Abortion had always been a social issue until now. Something to discuss in women's awareness groups. Up close and personal, it took on completely new dimensions. Could she scrape away a chance at motherhood?
The whole baby issue was too confusing and so she put it off a little while longer. Like Scarlett O'Hara, she'd think about it tomorrow.
* * *
The first week of school went pretty well for Phil. Teaching history to hormone happy teens provided an interesting challenge. Who would have thought it? Phil looked back on the brash, egocentric kid he used to be and knew that the last decade had transformed his inner man. He spent more time considering the people around him, what made them tick. All these kids going through his classroom and across his playing field had stories of their own. Maybe he could make a positive contribution along the way and make up for his screw-ups of the past.
Out on the practice field after school, the fledgling football team hit it hard. Perspiration dripped off adolescent foreheads, drenched uniform armpits. Oh, yeah, Phil loved the smell of turf and sweat.

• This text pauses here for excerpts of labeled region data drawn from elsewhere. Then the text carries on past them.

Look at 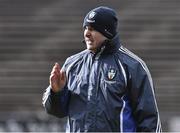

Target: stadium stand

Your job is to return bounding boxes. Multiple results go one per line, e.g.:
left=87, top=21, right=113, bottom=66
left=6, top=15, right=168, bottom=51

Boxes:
left=0, top=0, right=180, bottom=132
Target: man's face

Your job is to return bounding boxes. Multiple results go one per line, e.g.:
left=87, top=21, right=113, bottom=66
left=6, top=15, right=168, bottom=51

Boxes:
left=84, top=26, right=107, bottom=53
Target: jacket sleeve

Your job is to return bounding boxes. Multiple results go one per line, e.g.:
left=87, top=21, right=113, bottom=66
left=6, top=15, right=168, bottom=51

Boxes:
left=128, top=63, right=161, bottom=132
left=42, top=86, right=70, bottom=118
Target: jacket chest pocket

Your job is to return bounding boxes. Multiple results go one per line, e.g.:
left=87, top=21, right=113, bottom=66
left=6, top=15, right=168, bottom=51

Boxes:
left=68, top=73, right=82, bottom=94
left=100, top=78, right=126, bottom=96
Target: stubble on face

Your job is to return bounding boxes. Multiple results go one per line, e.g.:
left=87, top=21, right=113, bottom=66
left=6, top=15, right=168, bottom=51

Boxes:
left=84, top=26, right=107, bottom=53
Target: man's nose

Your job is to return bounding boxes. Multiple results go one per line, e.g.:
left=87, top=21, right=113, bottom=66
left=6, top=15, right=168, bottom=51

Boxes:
left=85, top=29, right=91, bottom=37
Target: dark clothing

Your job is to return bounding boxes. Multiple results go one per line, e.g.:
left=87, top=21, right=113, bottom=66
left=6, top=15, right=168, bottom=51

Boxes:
left=43, top=36, right=161, bottom=132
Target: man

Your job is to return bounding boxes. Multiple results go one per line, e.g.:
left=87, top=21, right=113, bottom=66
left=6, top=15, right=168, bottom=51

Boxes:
left=43, top=7, right=161, bottom=132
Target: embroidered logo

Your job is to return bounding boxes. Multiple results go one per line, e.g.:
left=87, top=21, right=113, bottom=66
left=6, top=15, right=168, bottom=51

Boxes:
left=108, top=68, right=116, bottom=80
left=89, top=12, right=96, bottom=19
left=87, top=11, right=96, bottom=23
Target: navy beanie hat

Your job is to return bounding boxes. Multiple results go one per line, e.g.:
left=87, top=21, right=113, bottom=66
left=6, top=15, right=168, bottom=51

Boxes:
left=83, top=6, right=118, bottom=39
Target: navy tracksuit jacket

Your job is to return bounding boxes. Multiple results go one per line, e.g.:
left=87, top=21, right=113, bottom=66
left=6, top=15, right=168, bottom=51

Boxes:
left=43, top=36, right=161, bottom=132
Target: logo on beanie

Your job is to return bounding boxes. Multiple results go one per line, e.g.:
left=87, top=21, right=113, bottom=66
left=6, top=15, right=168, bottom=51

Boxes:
left=87, top=12, right=96, bottom=23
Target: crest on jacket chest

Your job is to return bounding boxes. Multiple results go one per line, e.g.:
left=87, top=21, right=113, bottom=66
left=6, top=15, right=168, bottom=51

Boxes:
left=108, top=68, right=116, bottom=80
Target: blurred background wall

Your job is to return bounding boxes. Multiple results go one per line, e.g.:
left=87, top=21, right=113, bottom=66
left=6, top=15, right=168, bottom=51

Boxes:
left=0, top=0, right=180, bottom=132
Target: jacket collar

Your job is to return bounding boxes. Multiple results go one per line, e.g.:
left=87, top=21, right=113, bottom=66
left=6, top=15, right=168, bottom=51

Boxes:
left=96, top=34, right=120, bottom=55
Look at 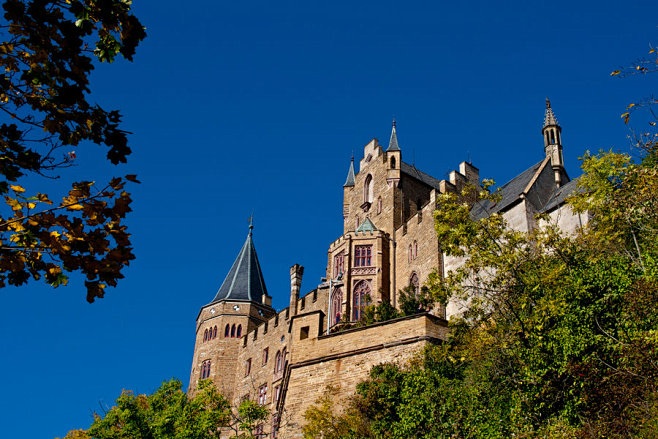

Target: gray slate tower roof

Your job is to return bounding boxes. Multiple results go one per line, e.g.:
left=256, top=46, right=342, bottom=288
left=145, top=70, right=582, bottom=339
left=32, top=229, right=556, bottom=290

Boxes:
left=343, top=156, right=354, bottom=187
left=544, top=98, right=558, bottom=128
left=210, top=223, right=267, bottom=303
left=386, top=121, right=400, bottom=152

With the first game four days away, they had a ways to go. Phil had decided on three key plays and drilled them over and over.

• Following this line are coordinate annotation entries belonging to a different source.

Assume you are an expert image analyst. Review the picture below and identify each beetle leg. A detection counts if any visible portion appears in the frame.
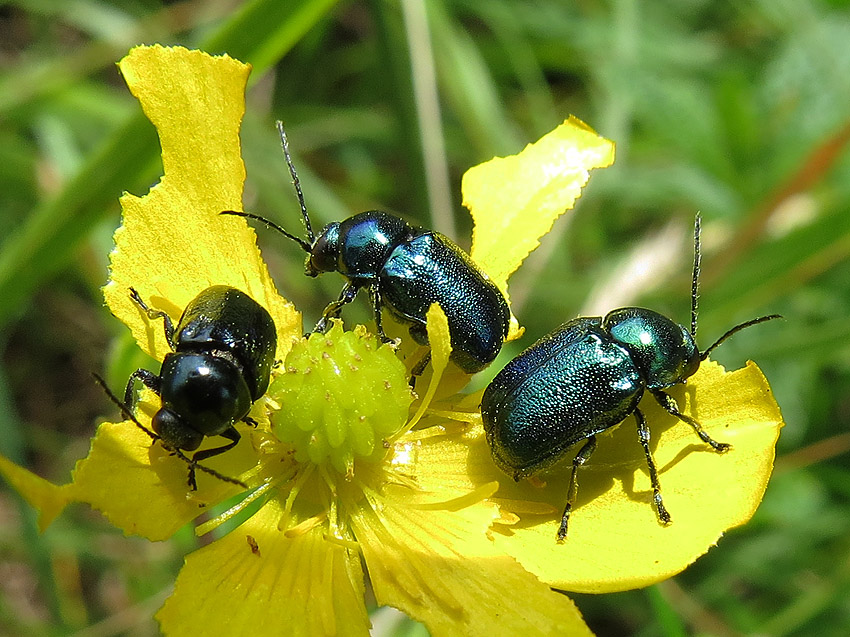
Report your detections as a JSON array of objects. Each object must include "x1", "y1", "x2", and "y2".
[
  {"x1": 124, "y1": 368, "x2": 160, "y2": 413},
  {"x1": 635, "y1": 409, "x2": 672, "y2": 525},
  {"x1": 558, "y1": 436, "x2": 596, "y2": 542},
  {"x1": 130, "y1": 288, "x2": 176, "y2": 349},
  {"x1": 410, "y1": 347, "x2": 431, "y2": 382},
  {"x1": 313, "y1": 281, "x2": 359, "y2": 333},
  {"x1": 369, "y1": 284, "x2": 393, "y2": 343},
  {"x1": 651, "y1": 389, "x2": 732, "y2": 453},
  {"x1": 189, "y1": 427, "x2": 242, "y2": 491}
]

"Come on, you candyasses! Get in there Morely! Now, Martinez!"
The quarterback overshot the ball to his receiver.
Phil inwardly groaned, but put a positive spin on it. "All right! That was better. Do it again!"
So intent on his players, Phil didn't notice an observer in the stands until she yelled, "Run, for God's sake! You got rocks in your pants or what?"

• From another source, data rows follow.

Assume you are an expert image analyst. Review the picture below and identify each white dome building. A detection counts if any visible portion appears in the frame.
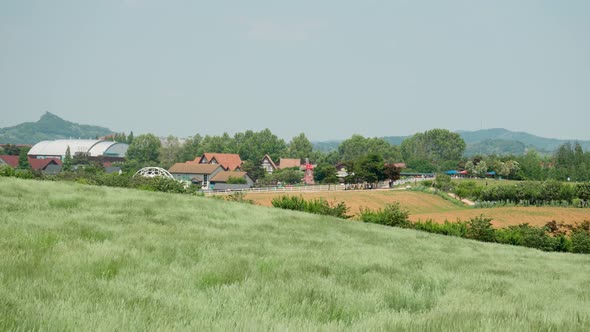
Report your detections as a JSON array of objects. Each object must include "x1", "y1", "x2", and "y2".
[{"x1": 28, "y1": 139, "x2": 129, "y2": 160}]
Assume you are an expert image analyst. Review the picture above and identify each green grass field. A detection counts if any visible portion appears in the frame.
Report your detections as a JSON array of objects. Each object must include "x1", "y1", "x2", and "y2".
[{"x1": 0, "y1": 178, "x2": 590, "y2": 331}]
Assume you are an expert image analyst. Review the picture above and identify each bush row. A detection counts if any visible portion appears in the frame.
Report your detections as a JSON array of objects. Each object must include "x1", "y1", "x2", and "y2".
[
  {"x1": 359, "y1": 203, "x2": 590, "y2": 254},
  {"x1": 472, "y1": 181, "x2": 590, "y2": 206},
  {"x1": 272, "y1": 196, "x2": 351, "y2": 219}
]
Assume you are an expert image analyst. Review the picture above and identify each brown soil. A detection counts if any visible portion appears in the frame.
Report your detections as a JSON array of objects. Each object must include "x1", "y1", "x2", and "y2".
[{"x1": 246, "y1": 190, "x2": 590, "y2": 227}]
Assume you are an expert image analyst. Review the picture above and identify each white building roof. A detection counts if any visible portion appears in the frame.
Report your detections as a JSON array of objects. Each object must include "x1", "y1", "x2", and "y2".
[
  {"x1": 28, "y1": 139, "x2": 127, "y2": 157},
  {"x1": 88, "y1": 141, "x2": 117, "y2": 157}
]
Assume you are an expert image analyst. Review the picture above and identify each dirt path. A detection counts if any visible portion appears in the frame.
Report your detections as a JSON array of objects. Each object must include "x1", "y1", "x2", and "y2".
[{"x1": 448, "y1": 193, "x2": 475, "y2": 206}]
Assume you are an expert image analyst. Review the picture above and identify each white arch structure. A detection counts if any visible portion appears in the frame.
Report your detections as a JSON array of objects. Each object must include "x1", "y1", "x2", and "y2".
[{"x1": 133, "y1": 167, "x2": 175, "y2": 180}]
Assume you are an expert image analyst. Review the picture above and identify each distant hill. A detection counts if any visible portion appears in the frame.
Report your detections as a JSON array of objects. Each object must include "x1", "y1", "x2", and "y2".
[
  {"x1": 458, "y1": 128, "x2": 590, "y2": 152},
  {"x1": 313, "y1": 128, "x2": 590, "y2": 156},
  {"x1": 464, "y1": 139, "x2": 538, "y2": 157},
  {"x1": 0, "y1": 112, "x2": 113, "y2": 144}
]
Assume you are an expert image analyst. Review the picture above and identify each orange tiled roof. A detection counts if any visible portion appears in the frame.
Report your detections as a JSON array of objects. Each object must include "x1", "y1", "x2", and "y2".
[
  {"x1": 168, "y1": 161, "x2": 225, "y2": 174},
  {"x1": 211, "y1": 172, "x2": 246, "y2": 182},
  {"x1": 195, "y1": 153, "x2": 242, "y2": 171},
  {"x1": 279, "y1": 158, "x2": 301, "y2": 169},
  {"x1": 0, "y1": 154, "x2": 18, "y2": 168}
]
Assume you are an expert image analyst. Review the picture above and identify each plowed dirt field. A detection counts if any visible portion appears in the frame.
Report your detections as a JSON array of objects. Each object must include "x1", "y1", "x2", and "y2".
[{"x1": 246, "y1": 190, "x2": 590, "y2": 227}]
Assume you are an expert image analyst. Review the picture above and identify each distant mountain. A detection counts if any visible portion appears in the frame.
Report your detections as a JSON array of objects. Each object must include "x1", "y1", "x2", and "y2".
[
  {"x1": 463, "y1": 139, "x2": 527, "y2": 157},
  {"x1": 383, "y1": 136, "x2": 410, "y2": 145},
  {"x1": 458, "y1": 128, "x2": 590, "y2": 153},
  {"x1": 0, "y1": 112, "x2": 113, "y2": 144},
  {"x1": 313, "y1": 128, "x2": 590, "y2": 156}
]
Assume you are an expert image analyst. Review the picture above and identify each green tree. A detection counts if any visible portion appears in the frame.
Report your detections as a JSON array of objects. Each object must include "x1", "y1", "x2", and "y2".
[
  {"x1": 127, "y1": 131, "x2": 135, "y2": 144},
  {"x1": 235, "y1": 128, "x2": 287, "y2": 162},
  {"x1": 126, "y1": 134, "x2": 162, "y2": 165},
  {"x1": 271, "y1": 167, "x2": 303, "y2": 184},
  {"x1": 354, "y1": 153, "x2": 386, "y2": 183},
  {"x1": 338, "y1": 134, "x2": 401, "y2": 162},
  {"x1": 516, "y1": 150, "x2": 546, "y2": 181},
  {"x1": 178, "y1": 134, "x2": 203, "y2": 162},
  {"x1": 313, "y1": 164, "x2": 338, "y2": 184},
  {"x1": 18, "y1": 147, "x2": 31, "y2": 169},
  {"x1": 287, "y1": 133, "x2": 313, "y2": 159},
  {"x1": 242, "y1": 160, "x2": 266, "y2": 181},
  {"x1": 61, "y1": 145, "x2": 72, "y2": 172},
  {"x1": 400, "y1": 129, "x2": 466, "y2": 170},
  {"x1": 383, "y1": 164, "x2": 401, "y2": 181},
  {"x1": 159, "y1": 135, "x2": 181, "y2": 169},
  {"x1": 199, "y1": 133, "x2": 238, "y2": 155}
]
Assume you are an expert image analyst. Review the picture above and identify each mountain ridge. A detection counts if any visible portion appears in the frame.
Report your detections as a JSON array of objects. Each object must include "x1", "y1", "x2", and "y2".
[
  {"x1": 313, "y1": 128, "x2": 590, "y2": 156},
  {"x1": 0, "y1": 112, "x2": 113, "y2": 144}
]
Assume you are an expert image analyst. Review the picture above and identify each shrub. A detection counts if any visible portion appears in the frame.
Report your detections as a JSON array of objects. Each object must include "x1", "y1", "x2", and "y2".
[
  {"x1": 0, "y1": 165, "x2": 14, "y2": 176},
  {"x1": 571, "y1": 228, "x2": 590, "y2": 254},
  {"x1": 434, "y1": 173, "x2": 454, "y2": 191},
  {"x1": 455, "y1": 181, "x2": 479, "y2": 198},
  {"x1": 216, "y1": 191, "x2": 254, "y2": 204},
  {"x1": 413, "y1": 220, "x2": 467, "y2": 238},
  {"x1": 467, "y1": 214, "x2": 495, "y2": 242},
  {"x1": 271, "y1": 196, "x2": 350, "y2": 219},
  {"x1": 359, "y1": 202, "x2": 411, "y2": 228}
]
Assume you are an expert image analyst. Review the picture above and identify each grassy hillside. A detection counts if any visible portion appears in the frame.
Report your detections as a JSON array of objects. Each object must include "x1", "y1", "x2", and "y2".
[
  {"x1": 0, "y1": 178, "x2": 590, "y2": 331},
  {"x1": 0, "y1": 112, "x2": 112, "y2": 144}
]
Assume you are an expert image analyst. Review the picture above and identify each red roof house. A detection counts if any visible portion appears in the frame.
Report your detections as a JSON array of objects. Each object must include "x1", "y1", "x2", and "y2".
[
  {"x1": 194, "y1": 153, "x2": 242, "y2": 171},
  {"x1": 0, "y1": 154, "x2": 18, "y2": 168}
]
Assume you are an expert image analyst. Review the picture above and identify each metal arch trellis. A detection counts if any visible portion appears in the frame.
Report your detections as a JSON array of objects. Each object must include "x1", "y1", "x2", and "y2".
[{"x1": 133, "y1": 167, "x2": 175, "y2": 180}]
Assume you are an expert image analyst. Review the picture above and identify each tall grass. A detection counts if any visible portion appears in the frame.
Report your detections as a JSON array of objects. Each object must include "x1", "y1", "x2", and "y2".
[{"x1": 0, "y1": 178, "x2": 590, "y2": 331}]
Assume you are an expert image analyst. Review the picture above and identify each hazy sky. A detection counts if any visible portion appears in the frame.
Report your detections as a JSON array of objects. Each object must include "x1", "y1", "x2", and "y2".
[{"x1": 0, "y1": 0, "x2": 590, "y2": 140}]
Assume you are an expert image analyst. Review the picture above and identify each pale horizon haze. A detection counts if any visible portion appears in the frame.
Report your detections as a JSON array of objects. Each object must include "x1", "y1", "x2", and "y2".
[{"x1": 0, "y1": 0, "x2": 590, "y2": 141}]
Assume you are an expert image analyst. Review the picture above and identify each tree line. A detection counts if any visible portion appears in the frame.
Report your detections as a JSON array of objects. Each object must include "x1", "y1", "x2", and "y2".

Phil turned around and spotted Melissa, his hostile, distant daughter. Their visitations of the last couple weeks remained strained, but at least they had taken place. He'd given up expecting a full weekend. He'd been grateful for a trip to McDonald's and a couple of hours at a movie. But seeing her in the stands might signal a definite improvement in their relationship.
Phil told his assistant, Stu, to run the plays. Stu lacked any athletic ability, but Phil recognized his analytical and leadership abilities as assets for the team.
Phil climbed the bleacher steps two at a time to reach Melissa, who sat in the middle of the empty metal benches. "Hey, kiddo, this is a pleasant surprise. How did you get here? Does your mom know where you are?"